Limerick, Ana; McCabe, Ellie A; Turner, Jacob S; Kuang, Kevin W; Brautigan, David L; Hao, Yi; Chu, Cheuk Ying; Fu, Sean H; Ahmadi, Sean; Xu, Wenhao; Fu, Zheng.
Afiliación
  • Limerick A; Department of Pharmacology, University of Virginia, Charlottesville, VA 22908, USA.
  • McCabe EA; Department of Pharmacology, University of Virginia, Charlottesville, VA 22908, USA.
  • Turner JS; Department of Pharmacology, University of Virginia, Charlottesville, VA 22908, USA.
  • Kuang KW; Department of Pharmacology, University of Virginia, Charlottesville, VA 22908, USA.
  • Brautigan DL; Department of Microbiology, Immunology and Cancer Biology, University of Virginia, Charlottesville, VA 22908, USA.
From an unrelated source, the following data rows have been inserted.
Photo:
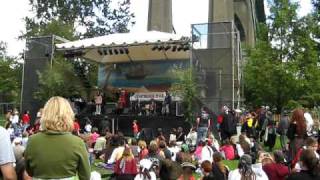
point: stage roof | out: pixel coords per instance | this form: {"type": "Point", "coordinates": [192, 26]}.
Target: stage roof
{"type": "Point", "coordinates": [130, 47]}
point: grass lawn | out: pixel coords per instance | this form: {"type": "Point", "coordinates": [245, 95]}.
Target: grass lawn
{"type": "Point", "coordinates": [234, 163]}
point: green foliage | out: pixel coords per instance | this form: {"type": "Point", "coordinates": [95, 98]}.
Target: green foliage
{"type": "Point", "coordinates": [283, 69]}
{"type": "Point", "coordinates": [186, 88]}
{"type": "Point", "coordinates": [10, 76]}
{"type": "Point", "coordinates": [96, 17]}
{"type": "Point", "coordinates": [60, 80]}
{"type": "Point", "coordinates": [74, 19]}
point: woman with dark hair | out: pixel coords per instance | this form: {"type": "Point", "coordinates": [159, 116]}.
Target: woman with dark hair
{"type": "Point", "coordinates": [297, 132]}
{"type": "Point", "coordinates": [246, 172]}
{"type": "Point", "coordinates": [310, 167]}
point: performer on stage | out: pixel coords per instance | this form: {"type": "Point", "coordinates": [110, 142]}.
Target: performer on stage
{"type": "Point", "coordinates": [166, 104]}
{"type": "Point", "coordinates": [98, 102]}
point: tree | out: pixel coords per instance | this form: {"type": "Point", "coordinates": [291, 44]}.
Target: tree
{"type": "Point", "coordinates": [96, 17]}
{"type": "Point", "coordinates": [10, 76]}
{"type": "Point", "coordinates": [186, 88]}
{"type": "Point", "coordinates": [64, 18]}
{"type": "Point", "coordinates": [283, 68]}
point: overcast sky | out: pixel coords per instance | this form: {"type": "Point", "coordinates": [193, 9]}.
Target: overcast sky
{"type": "Point", "coordinates": [185, 13]}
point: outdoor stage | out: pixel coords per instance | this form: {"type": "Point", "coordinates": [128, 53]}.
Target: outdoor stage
{"type": "Point", "coordinates": [123, 123]}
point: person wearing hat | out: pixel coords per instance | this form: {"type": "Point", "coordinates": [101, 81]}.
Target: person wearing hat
{"type": "Point", "coordinates": [7, 158]}
{"type": "Point", "coordinates": [246, 171]}
{"type": "Point", "coordinates": [188, 170]}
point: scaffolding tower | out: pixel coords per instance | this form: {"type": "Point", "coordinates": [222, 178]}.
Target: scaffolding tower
{"type": "Point", "coordinates": [217, 59]}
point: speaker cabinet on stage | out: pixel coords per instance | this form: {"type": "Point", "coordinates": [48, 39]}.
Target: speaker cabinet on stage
{"type": "Point", "coordinates": [37, 58]}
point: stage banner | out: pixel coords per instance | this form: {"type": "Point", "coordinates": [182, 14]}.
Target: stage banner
{"type": "Point", "coordinates": [148, 96]}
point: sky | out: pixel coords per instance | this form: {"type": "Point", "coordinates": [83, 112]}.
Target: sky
{"type": "Point", "coordinates": [184, 12]}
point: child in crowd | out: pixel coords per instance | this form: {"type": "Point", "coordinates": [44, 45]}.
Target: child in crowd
{"type": "Point", "coordinates": [188, 171]}
{"type": "Point", "coordinates": [94, 135]}
{"type": "Point", "coordinates": [88, 126]}
{"type": "Point", "coordinates": [25, 137]}
{"type": "Point", "coordinates": [311, 144]}
{"type": "Point", "coordinates": [228, 150]}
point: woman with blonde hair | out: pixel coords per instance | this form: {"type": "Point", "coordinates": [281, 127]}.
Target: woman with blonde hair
{"type": "Point", "coordinates": [297, 132]}
{"type": "Point", "coordinates": [54, 153]}
{"type": "Point", "coordinates": [126, 167]}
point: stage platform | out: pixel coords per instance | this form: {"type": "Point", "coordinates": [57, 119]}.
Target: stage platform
{"type": "Point", "coordinates": [123, 123]}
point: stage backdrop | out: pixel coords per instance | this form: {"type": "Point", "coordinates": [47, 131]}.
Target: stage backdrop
{"type": "Point", "coordinates": [147, 76]}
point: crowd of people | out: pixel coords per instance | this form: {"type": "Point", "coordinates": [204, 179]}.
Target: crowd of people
{"type": "Point", "coordinates": [57, 148]}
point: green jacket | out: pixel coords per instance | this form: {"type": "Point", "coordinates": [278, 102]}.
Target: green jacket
{"type": "Point", "coordinates": [51, 155]}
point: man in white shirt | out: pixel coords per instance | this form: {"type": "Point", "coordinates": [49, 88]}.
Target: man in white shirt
{"type": "Point", "coordinates": [6, 156]}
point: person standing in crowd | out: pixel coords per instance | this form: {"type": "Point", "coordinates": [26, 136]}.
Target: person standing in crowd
{"type": "Point", "coordinates": [277, 170]}
{"type": "Point", "coordinates": [310, 143]}
{"type": "Point", "coordinates": [260, 130]}
{"type": "Point", "coordinates": [8, 118]}
{"type": "Point", "coordinates": [7, 158]}
{"type": "Point", "coordinates": [188, 170]}
{"type": "Point", "coordinates": [135, 129]}
{"type": "Point", "coordinates": [228, 150]}
{"type": "Point", "coordinates": [54, 152]}
{"type": "Point", "coordinates": [191, 139]}
{"type": "Point", "coordinates": [228, 126]}
{"type": "Point", "coordinates": [272, 133]}
{"type": "Point", "coordinates": [98, 102]}
{"type": "Point", "coordinates": [206, 168]}
{"type": "Point", "coordinates": [26, 120]}
{"type": "Point", "coordinates": [310, 167]}
{"type": "Point", "coordinates": [297, 132]}
{"type": "Point", "coordinates": [219, 170]}
{"type": "Point", "coordinates": [248, 125]}
{"type": "Point", "coordinates": [180, 137]}
{"type": "Point", "coordinates": [309, 122]}
{"type": "Point", "coordinates": [245, 170]}
{"type": "Point", "coordinates": [126, 167]}
{"type": "Point", "coordinates": [203, 123]}
{"type": "Point", "coordinates": [282, 129]}
{"type": "Point", "coordinates": [143, 149]}
{"type": "Point", "coordinates": [15, 119]}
  • Hao Y; Department of Biochemistry and Molecular Genetics, University of Virginia, Charlottesville, VA 22908, USA.
  • Chu CY; Department of Pharmacology, University of Virginia, Charlottesville, VA 22908, USA.
  • Fu SH; Department of Pharmacology, University of Virginia, Charlottesville, VA 22908, USA.
  • Ahmadi S; Department of Pharmacology, University of Virginia, Charlottesville, VA 22908, USA.
  • Xu W; Department of Microbiology, Immunology and Cancer Biology, University of Virginia, Charlottesville, VA 22908, USA.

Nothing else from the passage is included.